1) La cloud mimetica del partito

Paolo Gerbaudo è un «cervello in circolazione» che ha trovato radici in Inghilterra ( Kings College di Londra), dove hanno preso forma le sue ricerche sui movimenti sociali. Nel 2012 esce Tweets and the Streets (Pluto press) sugli indignados, Occupy Wall Street e le primavere arabe seguito da The Mask and the Flag (Hurst&Company). The Digital Party (Pluto press) è’epilogo dei precedenti saggi. L’autore si misura con le organizzazioni politiche che nascono come espressione dei movimenti sociali. Passa in rassegna forze politiche entrate nella stanza dei bottoni (i 5stelle), che intrattengono relazioni di non ostilità con partiti al potere (Podemos) o sono in attesa di elezioni dove i sondaggi le danno per vincenti. Per Gerbaudo il «partito digitale» è una evoluzione di quello televisivo, con il quale condivide la produzione di opinione pubblica attraverso la riduzione della comunicazione ad aggregato ragionato di informazioni. Il digital party non è l’ultima versione del partito politico, bensì solo una tappa di un fenomeno che continuerà a macinare sperimentazioni delle quali il movimento sociale ne è solo un povero simulacro.

2) Globalizzazione e identità multiple

Colin Crouch è ritenuto il miglior teorico socialdemocratico europeo. E lo studioso più avvertito riguardo la necessità che la sinistra debba innovare il suo bagaglio teorico. È l’intellettuale che ha indicato la cosiddetta «postdemocrazia» come il rovello su cui applicare l’intelligenza collettiva dato che è un regime politico che non vede lo spostamento della decisione politica dai parlamenti nei circoli di élite che sfuggono a qualsiasi forma di controllo popolare. Per Crouch non c’è nessuna sospensione di elezioni, i diritti civili e sociali: semmai questi elementi sono subalterni ai vincoli e compatibilità definite dalle élite globali al riparo dai media e dell’opinione pubblica. In questo volume sulle Identità Perdute (pp. 130, Laterza, euro 15), Crouch assume la provocazione di Zygmunt Bauman sulle identità liquide come una chance per immaginare un mondo dove l’identità smette di essere una camicia di forza per assumere le vesti di una pluralità e eterogeneità di appartenenze e relazioni sociali.

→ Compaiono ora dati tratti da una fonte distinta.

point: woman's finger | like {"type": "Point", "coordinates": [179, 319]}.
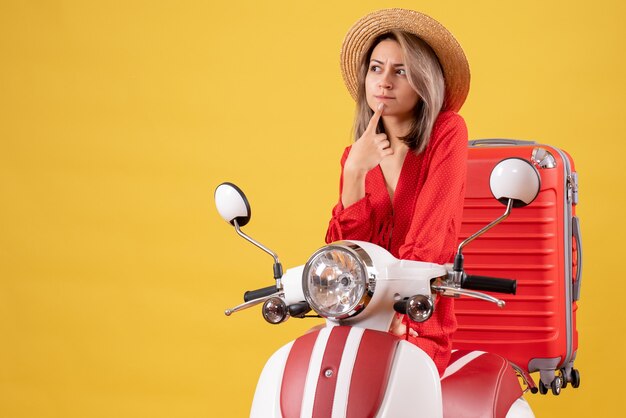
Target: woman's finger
{"type": "Point", "coordinates": [371, 126]}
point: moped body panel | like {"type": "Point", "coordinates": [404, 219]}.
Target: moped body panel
{"type": "Point", "coordinates": [348, 372]}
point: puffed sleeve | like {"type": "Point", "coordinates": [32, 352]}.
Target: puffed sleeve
{"type": "Point", "coordinates": [438, 209]}
{"type": "Point", "coordinates": [353, 222]}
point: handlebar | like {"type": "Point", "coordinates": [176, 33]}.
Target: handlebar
{"type": "Point", "coordinates": [259, 293]}
{"type": "Point", "coordinates": [489, 284]}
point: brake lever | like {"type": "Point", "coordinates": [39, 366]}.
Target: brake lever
{"type": "Point", "coordinates": [455, 292]}
{"type": "Point", "coordinates": [251, 303]}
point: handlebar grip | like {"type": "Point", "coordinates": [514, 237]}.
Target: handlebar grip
{"type": "Point", "coordinates": [489, 284]}
{"type": "Point", "coordinates": [259, 293]}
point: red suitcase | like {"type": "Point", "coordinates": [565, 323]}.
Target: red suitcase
{"type": "Point", "coordinates": [539, 246]}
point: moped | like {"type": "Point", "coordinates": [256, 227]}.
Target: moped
{"type": "Point", "coordinates": [353, 367]}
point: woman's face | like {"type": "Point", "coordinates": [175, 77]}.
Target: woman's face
{"type": "Point", "coordinates": [386, 81]}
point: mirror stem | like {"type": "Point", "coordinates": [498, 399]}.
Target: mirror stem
{"type": "Point", "coordinates": [458, 260]}
{"type": "Point", "coordinates": [278, 268]}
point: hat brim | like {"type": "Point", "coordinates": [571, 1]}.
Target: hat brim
{"type": "Point", "coordinates": [449, 52]}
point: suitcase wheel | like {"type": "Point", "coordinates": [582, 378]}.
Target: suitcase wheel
{"type": "Point", "coordinates": [564, 377]}
{"type": "Point", "coordinates": [542, 388]}
{"type": "Point", "coordinates": [555, 386]}
{"type": "Point", "coordinates": [575, 378]}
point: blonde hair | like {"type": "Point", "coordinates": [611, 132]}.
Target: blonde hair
{"type": "Point", "coordinates": [424, 74]}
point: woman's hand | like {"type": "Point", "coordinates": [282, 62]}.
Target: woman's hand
{"type": "Point", "coordinates": [366, 153]}
{"type": "Point", "coordinates": [369, 150]}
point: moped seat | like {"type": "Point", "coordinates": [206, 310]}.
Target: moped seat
{"type": "Point", "coordinates": [478, 384]}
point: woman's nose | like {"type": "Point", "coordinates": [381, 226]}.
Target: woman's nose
{"type": "Point", "coordinates": [385, 82]}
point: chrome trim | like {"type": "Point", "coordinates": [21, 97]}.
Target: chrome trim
{"type": "Point", "coordinates": [471, 238]}
{"type": "Point", "coordinates": [367, 267]}
{"type": "Point", "coordinates": [542, 158]}
{"type": "Point", "coordinates": [251, 303]}
{"type": "Point", "coordinates": [423, 307]}
{"type": "Point", "coordinates": [279, 284]}
{"type": "Point", "coordinates": [279, 302]}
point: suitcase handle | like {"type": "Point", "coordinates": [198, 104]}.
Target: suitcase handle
{"type": "Point", "coordinates": [579, 257]}
{"type": "Point", "coordinates": [499, 141]}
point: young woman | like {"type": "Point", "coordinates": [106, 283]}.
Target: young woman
{"type": "Point", "coordinates": [403, 180]}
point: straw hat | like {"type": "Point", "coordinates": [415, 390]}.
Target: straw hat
{"type": "Point", "coordinates": [452, 58]}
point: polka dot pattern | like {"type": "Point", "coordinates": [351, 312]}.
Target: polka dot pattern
{"type": "Point", "coordinates": [423, 221]}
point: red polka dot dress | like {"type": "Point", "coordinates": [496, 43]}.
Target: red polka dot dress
{"type": "Point", "coordinates": [423, 221]}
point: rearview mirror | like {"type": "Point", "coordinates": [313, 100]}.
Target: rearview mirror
{"type": "Point", "coordinates": [516, 179]}
{"type": "Point", "coordinates": [232, 204]}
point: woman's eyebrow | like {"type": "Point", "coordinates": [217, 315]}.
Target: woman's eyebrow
{"type": "Point", "coordinates": [382, 63]}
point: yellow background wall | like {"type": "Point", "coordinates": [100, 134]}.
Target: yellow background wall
{"type": "Point", "coordinates": [119, 118]}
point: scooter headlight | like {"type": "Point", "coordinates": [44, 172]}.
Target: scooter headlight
{"type": "Point", "coordinates": [336, 280]}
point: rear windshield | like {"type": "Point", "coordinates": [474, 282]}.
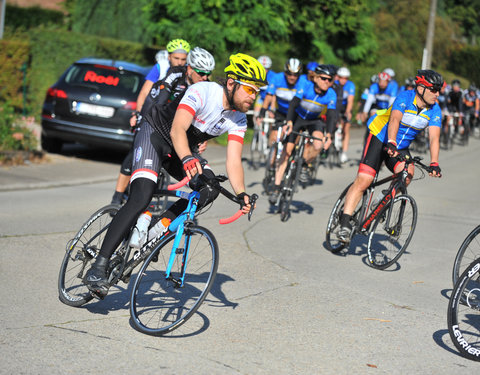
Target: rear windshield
{"type": "Point", "coordinates": [107, 80]}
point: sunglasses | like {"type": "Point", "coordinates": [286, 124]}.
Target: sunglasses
{"type": "Point", "coordinates": [248, 88]}
{"type": "Point", "coordinates": [433, 90]}
{"type": "Point", "coordinates": [329, 79]}
{"type": "Point", "coordinates": [201, 73]}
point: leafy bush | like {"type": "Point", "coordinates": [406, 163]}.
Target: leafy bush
{"type": "Point", "coordinates": [16, 133]}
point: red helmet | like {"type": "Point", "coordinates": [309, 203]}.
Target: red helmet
{"type": "Point", "coordinates": [429, 78]}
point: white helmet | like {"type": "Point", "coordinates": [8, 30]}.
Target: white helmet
{"type": "Point", "coordinates": [161, 55]}
{"type": "Point", "coordinates": [265, 61]}
{"type": "Point", "coordinates": [293, 66]}
{"type": "Point", "coordinates": [201, 59]}
{"type": "Point", "coordinates": [390, 72]}
{"type": "Point", "coordinates": [343, 72]}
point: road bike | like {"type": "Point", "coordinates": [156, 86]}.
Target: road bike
{"type": "Point", "coordinates": [179, 266]}
{"type": "Point", "coordinates": [259, 145]}
{"type": "Point", "coordinates": [463, 314]}
{"type": "Point", "coordinates": [292, 174]}
{"type": "Point", "coordinates": [467, 253]}
{"type": "Point", "coordinates": [388, 221]}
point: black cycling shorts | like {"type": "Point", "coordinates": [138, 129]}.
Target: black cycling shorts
{"type": "Point", "coordinates": [374, 154]}
{"type": "Point", "coordinates": [310, 125]}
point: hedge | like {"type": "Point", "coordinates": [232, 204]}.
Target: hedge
{"type": "Point", "coordinates": [14, 55]}
{"type": "Point", "coordinates": [48, 53]}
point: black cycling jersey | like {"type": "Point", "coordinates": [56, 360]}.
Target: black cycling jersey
{"type": "Point", "coordinates": [454, 101]}
{"type": "Point", "coordinates": [163, 101]}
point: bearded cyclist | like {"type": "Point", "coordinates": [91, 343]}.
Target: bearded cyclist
{"type": "Point", "coordinates": [166, 138]}
{"type": "Point", "coordinates": [391, 132]}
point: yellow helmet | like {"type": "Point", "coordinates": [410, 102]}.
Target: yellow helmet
{"type": "Point", "coordinates": [178, 44]}
{"type": "Point", "coordinates": [246, 68]}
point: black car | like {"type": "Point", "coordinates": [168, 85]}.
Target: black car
{"type": "Point", "coordinates": [92, 103]}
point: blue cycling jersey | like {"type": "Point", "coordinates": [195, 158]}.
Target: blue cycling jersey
{"type": "Point", "coordinates": [284, 93]}
{"type": "Point", "coordinates": [411, 123]}
{"type": "Point", "coordinates": [348, 89]}
{"type": "Point", "coordinates": [263, 90]}
{"type": "Point", "coordinates": [312, 104]}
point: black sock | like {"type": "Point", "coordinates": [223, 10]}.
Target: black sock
{"type": "Point", "coordinates": [345, 220]}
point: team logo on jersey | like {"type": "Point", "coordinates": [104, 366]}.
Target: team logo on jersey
{"type": "Point", "coordinates": [154, 92]}
{"type": "Point", "coordinates": [138, 154]}
{"type": "Point", "coordinates": [217, 129]}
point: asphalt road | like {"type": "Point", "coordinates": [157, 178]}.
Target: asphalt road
{"type": "Point", "coordinates": [281, 304]}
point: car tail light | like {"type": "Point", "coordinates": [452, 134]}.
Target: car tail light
{"type": "Point", "coordinates": [131, 106]}
{"type": "Point", "coordinates": [56, 93]}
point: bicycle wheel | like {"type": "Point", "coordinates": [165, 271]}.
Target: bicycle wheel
{"type": "Point", "coordinates": [467, 253]}
{"type": "Point", "coordinates": [159, 305]}
{"type": "Point", "coordinates": [291, 182]}
{"type": "Point", "coordinates": [270, 168]}
{"type": "Point", "coordinates": [388, 241]}
{"type": "Point", "coordinates": [256, 149]}
{"type": "Point", "coordinates": [81, 251]}
{"type": "Point", "coordinates": [463, 317]}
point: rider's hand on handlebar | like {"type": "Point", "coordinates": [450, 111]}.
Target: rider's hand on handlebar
{"type": "Point", "coordinates": [245, 206]}
{"type": "Point", "coordinates": [287, 129]}
{"type": "Point", "coordinates": [391, 148]}
{"type": "Point", "coordinates": [192, 166]}
{"type": "Point", "coordinates": [435, 170]}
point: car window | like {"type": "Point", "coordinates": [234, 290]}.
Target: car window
{"type": "Point", "coordinates": [106, 80]}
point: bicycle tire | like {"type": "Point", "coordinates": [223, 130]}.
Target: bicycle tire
{"type": "Point", "coordinates": [467, 253]}
{"type": "Point", "coordinates": [270, 168]}
{"type": "Point", "coordinates": [291, 182]}
{"type": "Point", "coordinates": [256, 150]}
{"type": "Point", "coordinates": [157, 305]}
{"type": "Point", "coordinates": [384, 247]}
{"type": "Point", "coordinates": [463, 314]}
{"type": "Point", "coordinates": [80, 253]}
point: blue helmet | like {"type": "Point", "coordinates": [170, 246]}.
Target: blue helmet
{"type": "Point", "coordinates": [312, 65]}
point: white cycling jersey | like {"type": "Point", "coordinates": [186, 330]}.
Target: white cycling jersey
{"type": "Point", "coordinates": [204, 100]}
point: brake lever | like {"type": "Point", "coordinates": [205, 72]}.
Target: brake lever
{"type": "Point", "coordinates": [253, 199]}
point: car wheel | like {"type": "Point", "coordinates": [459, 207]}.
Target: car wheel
{"type": "Point", "coordinates": [53, 145]}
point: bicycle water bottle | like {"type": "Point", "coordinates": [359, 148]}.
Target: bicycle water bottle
{"type": "Point", "coordinates": [140, 232]}
{"type": "Point", "coordinates": [159, 228]}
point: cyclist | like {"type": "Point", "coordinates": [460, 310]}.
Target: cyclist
{"type": "Point", "coordinates": [311, 100]}
{"type": "Point", "coordinates": [391, 132]}
{"type": "Point", "coordinates": [455, 107]}
{"type": "Point", "coordinates": [311, 70]}
{"type": "Point", "coordinates": [345, 110]}
{"type": "Point", "coordinates": [266, 61]}
{"type": "Point", "coordinates": [409, 84]}
{"type": "Point", "coordinates": [166, 137]}
{"type": "Point", "coordinates": [393, 83]}
{"type": "Point", "coordinates": [380, 95]}
{"type": "Point", "coordinates": [281, 90]}
{"type": "Point", "coordinates": [176, 55]}
{"type": "Point", "coordinates": [471, 105]}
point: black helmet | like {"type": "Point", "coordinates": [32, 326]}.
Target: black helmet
{"type": "Point", "coordinates": [429, 78]}
{"type": "Point", "coordinates": [328, 70]}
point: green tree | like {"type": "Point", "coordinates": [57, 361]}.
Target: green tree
{"type": "Point", "coordinates": [466, 13]}
{"type": "Point", "coordinates": [219, 25]}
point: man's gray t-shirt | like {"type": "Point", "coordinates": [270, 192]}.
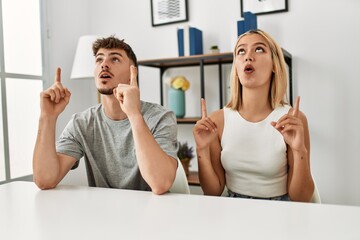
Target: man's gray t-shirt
{"type": "Point", "coordinates": [108, 146]}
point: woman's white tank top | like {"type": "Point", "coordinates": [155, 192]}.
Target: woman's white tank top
{"type": "Point", "coordinates": [254, 155]}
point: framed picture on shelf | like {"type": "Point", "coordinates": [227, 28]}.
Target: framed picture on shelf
{"type": "Point", "coordinates": [259, 7]}
{"type": "Point", "coordinates": [168, 11]}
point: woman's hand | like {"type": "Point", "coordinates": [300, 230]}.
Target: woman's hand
{"type": "Point", "coordinates": [291, 127]}
{"type": "Point", "coordinates": [205, 130]}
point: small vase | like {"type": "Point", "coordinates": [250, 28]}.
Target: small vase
{"type": "Point", "coordinates": [176, 99]}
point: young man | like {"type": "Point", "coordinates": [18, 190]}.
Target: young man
{"type": "Point", "coordinates": [126, 143]}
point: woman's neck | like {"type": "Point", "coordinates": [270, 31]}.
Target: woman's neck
{"type": "Point", "coordinates": [255, 107]}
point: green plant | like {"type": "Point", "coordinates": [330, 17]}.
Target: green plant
{"type": "Point", "coordinates": [184, 151]}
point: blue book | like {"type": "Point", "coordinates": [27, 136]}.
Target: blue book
{"type": "Point", "coordinates": [189, 41]}
{"type": "Point", "coordinates": [241, 27]}
{"type": "Point", "coordinates": [195, 42]}
{"type": "Point", "coordinates": [249, 23]}
{"type": "Point", "coordinates": [181, 42]}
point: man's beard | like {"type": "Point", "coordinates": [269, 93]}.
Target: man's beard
{"type": "Point", "coordinates": [106, 91]}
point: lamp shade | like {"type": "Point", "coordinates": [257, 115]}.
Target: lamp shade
{"type": "Point", "coordinates": [84, 62]}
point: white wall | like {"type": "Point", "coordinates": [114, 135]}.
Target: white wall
{"type": "Point", "coordinates": [323, 37]}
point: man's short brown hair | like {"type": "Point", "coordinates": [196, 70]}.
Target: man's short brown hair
{"type": "Point", "coordinates": [113, 42]}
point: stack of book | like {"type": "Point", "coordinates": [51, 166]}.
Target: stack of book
{"type": "Point", "coordinates": [189, 41]}
{"type": "Point", "coordinates": [249, 23]}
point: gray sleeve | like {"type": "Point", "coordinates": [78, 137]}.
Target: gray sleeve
{"type": "Point", "coordinates": [165, 133]}
{"type": "Point", "coordinates": [68, 142]}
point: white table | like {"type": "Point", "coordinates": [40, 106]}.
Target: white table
{"type": "Point", "coordinates": [74, 212]}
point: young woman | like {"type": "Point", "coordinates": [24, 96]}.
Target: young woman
{"type": "Point", "coordinates": [258, 146]}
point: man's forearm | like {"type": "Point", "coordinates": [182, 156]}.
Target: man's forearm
{"type": "Point", "coordinates": [157, 168]}
{"type": "Point", "coordinates": [45, 162]}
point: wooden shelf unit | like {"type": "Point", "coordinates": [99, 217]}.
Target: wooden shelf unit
{"type": "Point", "coordinates": [202, 60]}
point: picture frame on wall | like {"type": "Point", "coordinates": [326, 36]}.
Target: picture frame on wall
{"type": "Point", "coordinates": [168, 12]}
{"type": "Point", "coordinates": [260, 7]}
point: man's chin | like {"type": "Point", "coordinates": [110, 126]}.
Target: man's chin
{"type": "Point", "coordinates": [106, 91]}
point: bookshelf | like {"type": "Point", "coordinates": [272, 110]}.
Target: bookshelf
{"type": "Point", "coordinates": [201, 61]}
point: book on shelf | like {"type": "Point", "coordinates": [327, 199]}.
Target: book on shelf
{"type": "Point", "coordinates": [189, 41]}
{"type": "Point", "coordinates": [249, 23]}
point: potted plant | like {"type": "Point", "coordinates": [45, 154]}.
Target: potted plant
{"type": "Point", "coordinates": [185, 154]}
{"type": "Point", "coordinates": [176, 95]}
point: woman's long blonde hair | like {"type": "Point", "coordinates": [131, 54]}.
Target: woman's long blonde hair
{"type": "Point", "coordinates": [278, 85]}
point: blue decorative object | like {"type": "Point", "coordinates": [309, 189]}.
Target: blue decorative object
{"type": "Point", "coordinates": [249, 23]}
{"type": "Point", "coordinates": [176, 99]}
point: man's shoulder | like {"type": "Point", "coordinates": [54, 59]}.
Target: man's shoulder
{"type": "Point", "coordinates": [155, 112]}
{"type": "Point", "coordinates": [88, 114]}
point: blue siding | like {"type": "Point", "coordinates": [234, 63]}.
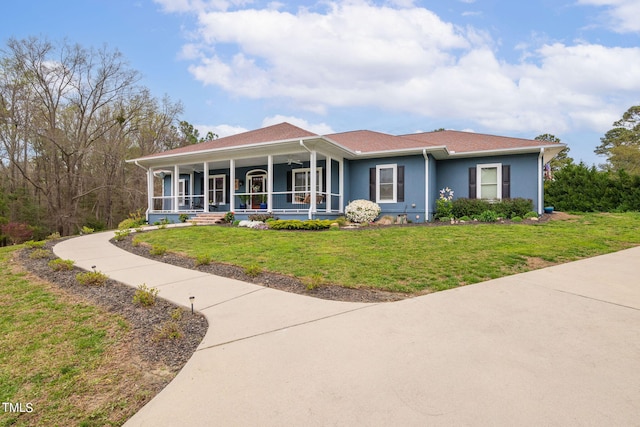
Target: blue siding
{"type": "Point", "coordinates": [414, 191]}
{"type": "Point", "coordinates": [524, 175]}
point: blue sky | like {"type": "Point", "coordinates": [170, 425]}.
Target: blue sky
{"type": "Point", "coordinates": [515, 68]}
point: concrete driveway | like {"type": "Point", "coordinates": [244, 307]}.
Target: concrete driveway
{"type": "Point", "coordinates": [557, 346]}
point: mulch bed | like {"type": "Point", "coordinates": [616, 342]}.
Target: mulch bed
{"type": "Point", "coordinates": [116, 297]}
{"type": "Point", "coordinates": [267, 279]}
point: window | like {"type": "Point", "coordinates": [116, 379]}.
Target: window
{"type": "Point", "coordinates": [489, 179]}
{"type": "Point", "coordinates": [387, 179]}
{"type": "Point", "coordinates": [217, 189]}
{"type": "Point", "coordinates": [301, 184]}
{"type": "Point", "coordinates": [182, 191]}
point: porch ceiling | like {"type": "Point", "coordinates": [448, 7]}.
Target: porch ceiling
{"type": "Point", "coordinates": [294, 158]}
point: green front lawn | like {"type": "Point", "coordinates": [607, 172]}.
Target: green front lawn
{"type": "Point", "coordinates": [61, 360]}
{"type": "Point", "coordinates": [408, 259]}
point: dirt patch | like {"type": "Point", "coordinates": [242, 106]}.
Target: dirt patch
{"type": "Point", "coordinates": [143, 348]}
{"type": "Point", "coordinates": [267, 279]}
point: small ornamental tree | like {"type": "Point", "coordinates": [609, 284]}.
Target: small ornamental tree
{"type": "Point", "coordinates": [361, 211]}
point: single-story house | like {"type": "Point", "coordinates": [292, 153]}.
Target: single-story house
{"type": "Point", "coordinates": [294, 173]}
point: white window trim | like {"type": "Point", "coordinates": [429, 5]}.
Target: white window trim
{"type": "Point", "coordinates": [395, 183]}
{"type": "Point", "coordinates": [182, 191]}
{"type": "Point", "coordinates": [212, 188]}
{"type": "Point", "coordinates": [498, 167]}
{"type": "Point", "coordinates": [307, 189]}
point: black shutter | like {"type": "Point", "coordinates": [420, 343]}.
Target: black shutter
{"type": "Point", "coordinates": [506, 181]}
{"type": "Point", "coordinates": [372, 184]}
{"type": "Point", "coordinates": [472, 183]}
{"type": "Point", "coordinates": [400, 188]}
{"type": "Point", "coordinates": [324, 180]}
{"type": "Point", "coordinates": [227, 191]}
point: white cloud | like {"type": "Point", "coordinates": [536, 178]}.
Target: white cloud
{"type": "Point", "coordinates": [319, 128]}
{"type": "Point", "coordinates": [622, 15]}
{"type": "Point", "coordinates": [220, 130]}
{"type": "Point", "coordinates": [409, 60]}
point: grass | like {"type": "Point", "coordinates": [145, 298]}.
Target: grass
{"type": "Point", "coordinates": [408, 259]}
{"type": "Point", "coordinates": [61, 355]}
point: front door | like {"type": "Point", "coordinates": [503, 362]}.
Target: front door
{"type": "Point", "coordinates": [257, 189]}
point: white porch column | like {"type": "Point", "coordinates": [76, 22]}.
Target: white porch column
{"type": "Point", "coordinates": [341, 184]}
{"type": "Point", "coordinates": [426, 186]}
{"type": "Point", "coordinates": [232, 185]}
{"type": "Point", "coordinates": [312, 173]}
{"type": "Point", "coordinates": [205, 187]}
{"type": "Point", "coordinates": [176, 187]}
{"type": "Point", "coordinates": [328, 188]}
{"type": "Point", "coordinates": [150, 193]}
{"type": "Point", "coordinates": [192, 187]}
{"type": "Point", "coordinates": [270, 183]}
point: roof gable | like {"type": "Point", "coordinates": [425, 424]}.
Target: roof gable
{"type": "Point", "coordinates": [280, 132]}
{"type": "Point", "coordinates": [461, 142]}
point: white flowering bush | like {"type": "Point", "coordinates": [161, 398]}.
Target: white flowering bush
{"type": "Point", "coordinates": [259, 225]}
{"type": "Point", "coordinates": [362, 211]}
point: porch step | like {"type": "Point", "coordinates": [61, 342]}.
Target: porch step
{"type": "Point", "coordinates": [207, 219]}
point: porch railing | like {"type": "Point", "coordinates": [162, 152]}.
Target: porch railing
{"type": "Point", "coordinates": [281, 201]}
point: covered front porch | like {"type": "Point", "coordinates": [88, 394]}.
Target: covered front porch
{"type": "Point", "coordinates": [281, 183]}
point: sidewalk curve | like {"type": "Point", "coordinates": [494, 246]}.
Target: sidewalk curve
{"type": "Point", "coordinates": [556, 346]}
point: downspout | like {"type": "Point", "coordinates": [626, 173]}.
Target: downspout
{"type": "Point", "coordinates": [426, 185]}
{"type": "Point", "coordinates": [310, 214]}
{"type": "Point", "coordinates": [540, 181]}
{"type": "Point", "coordinates": [146, 213]}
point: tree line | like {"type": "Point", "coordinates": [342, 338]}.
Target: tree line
{"type": "Point", "coordinates": [614, 186]}
{"type": "Point", "coordinates": [69, 117]}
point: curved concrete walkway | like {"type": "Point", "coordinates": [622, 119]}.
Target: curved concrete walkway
{"type": "Point", "coordinates": [557, 346]}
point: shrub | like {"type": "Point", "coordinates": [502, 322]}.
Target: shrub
{"type": "Point", "coordinates": [145, 296]}
{"type": "Point", "coordinates": [136, 219]}
{"type": "Point", "coordinates": [508, 208]}
{"type": "Point", "coordinates": [488, 216]}
{"type": "Point", "coordinates": [296, 224]}
{"type": "Point", "coordinates": [95, 278]}
{"type": "Point", "coordinates": [261, 217]}
{"type": "Point", "coordinates": [34, 245]}
{"type": "Point", "coordinates": [158, 250]}
{"type": "Point", "coordinates": [17, 232]}
{"type": "Point", "coordinates": [61, 264]}
{"type": "Point", "coordinates": [444, 203]}
{"type": "Point", "coordinates": [360, 211]}
{"type": "Point", "coordinates": [258, 225]}
{"type": "Point", "coordinates": [469, 207]}
{"type": "Point", "coordinates": [40, 254]}
{"type": "Point", "coordinates": [505, 208]}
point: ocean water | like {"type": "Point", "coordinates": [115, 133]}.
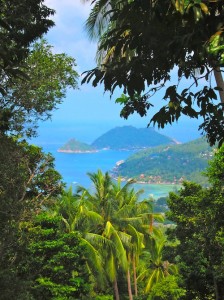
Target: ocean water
{"type": "Point", "coordinates": [74, 168]}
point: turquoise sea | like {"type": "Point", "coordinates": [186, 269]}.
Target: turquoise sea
{"type": "Point", "coordinates": [74, 167]}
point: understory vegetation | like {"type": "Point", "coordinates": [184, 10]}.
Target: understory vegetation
{"type": "Point", "coordinates": [104, 243]}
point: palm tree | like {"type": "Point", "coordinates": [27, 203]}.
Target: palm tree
{"type": "Point", "coordinates": [154, 268]}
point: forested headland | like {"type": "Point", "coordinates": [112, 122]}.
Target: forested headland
{"type": "Point", "coordinates": [103, 243]}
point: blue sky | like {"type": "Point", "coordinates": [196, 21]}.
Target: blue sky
{"type": "Point", "coordinates": [88, 112]}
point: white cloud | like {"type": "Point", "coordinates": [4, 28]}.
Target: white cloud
{"type": "Point", "coordinates": [61, 6]}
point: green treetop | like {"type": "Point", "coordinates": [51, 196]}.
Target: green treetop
{"type": "Point", "coordinates": [145, 44]}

3) L’ospite inatteso, tra luci e zone d’ombra

Dani Rodrik è una delle figure di economista che, dopo una formazione mainstream, ha cominciato a esercitare una critica verso la globalizzazione neoliberista. Di origine turca, formatosi con Albert O. Hirschman, docente ad Harvard, ha messo a fuoco la necessità di alcune istituzioni nazionali e internazionali nel dare regole allo sviluppo economico. Convinto che il capitalismo manifesta una vocazionale globale, ha messo l’accento sul ruolo progressivo svolto dallo stato-nazionale tanto nel sviluppo economico che nella globalizzazione. Solo quando quest’ultima prende congedo dall’urgenza di un suo governo politico entra in quella fase che Rodrik chiama di «iperglobalizzazione» (limitata nel tempo). Sostenitore della pluralità delle forme di capitalismo ha visto nello sviluppo cinese e indiano uno degli esempi di modello capitalista che fonda le sue radici nella dimensione nazionale e nel ruolo propulsore dello stato. Da qui il titolo del suo libro più noto (Il paradosso della globalizzazione, Laterza), dove analizza proprio la vocazione globale dell’economia e le sue radici statali e nazionali. In Dirla tutta sul mercato mondiale (Einaudi, pp. 312, euro 19) riprende molti dei temi dei suoi precedenti saggi unendoli a una dettagliata cronaca degli ultimi decenni di globalizzazione, spaziando dall’Europa (e i conflitti attorno all’austerità, manifestando critiche ai comportamento dell’Unione europea nei confronti della Grecia) alla Cina, alla Turchia, all’India. Ne esce fuori un affresco dove le zone d’ombra prevalgono sulle luci di un periodo storico basato sulla cancellazione dei diritto sociali di cittadinanza e del lavoro.